Hello,
Thanks for the review, and I'm sorry about the late response.
----- Original Message -----
While I agree with the effort to try to standardize on metadata to
be collected with log messages, I can't say I like the Lumberjack
design, or this proposed usage in libvirt.
First it is not possible for libvirt to detect whether messages it
sends to syslog() are going to be processed by a syslog daemon which
actually understands the JSON format. This means we can't turn on
use of this JSON format automatically, without causing all existing
distros to get their logs filled with JSON data.
True, but that's an inevitable consequence of being compatible with the syslog
protocol.[1]
Yes, it does make the question of a default awkward.

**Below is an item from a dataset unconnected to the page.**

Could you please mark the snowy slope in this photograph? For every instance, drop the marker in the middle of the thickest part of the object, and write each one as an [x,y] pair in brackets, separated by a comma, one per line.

However, considering that journal
has been switched on by default, and MESSAGE= of everything sent to journal goes to
syslog, is there still a chance of enabling a syslog output by default at the same time?
Doing so would cause each message to appear in syslog twice on systems that have
journald.
I also don't like the use of JSON for this purpose in the first
place.
I'm afraid this is not really open to a change, however I'll try to
explain why I don't see JSON as a problem.
Application logging facilities really need to be simple, reliable,
and
safe to use in any context. For example in between a fork() and execve()
where POSIX requires only use of async signal safe functions. Now I know
that technically speaking syslog() itself is not async signal safe in
general, but the way libvirt uses it for logging makes it safe(ish) in
our case. We can not, however, imagine that JSON (or really any general
JSON library) is going to be async signal safe.
You can also view JSON syntax as a sequence of (fixed field identifier string, field value
with some characters escaped) pairs, which is pretty much the minimum standard for _any_
representation of data in a text format. Choosing JSON was just simpler than trying to
committee-invent something new.[2]
The journal protocol has a similarly inconvenient case of handling \n - it's only not
as noticeable because there are fewer characters to escape, and \n is rarer.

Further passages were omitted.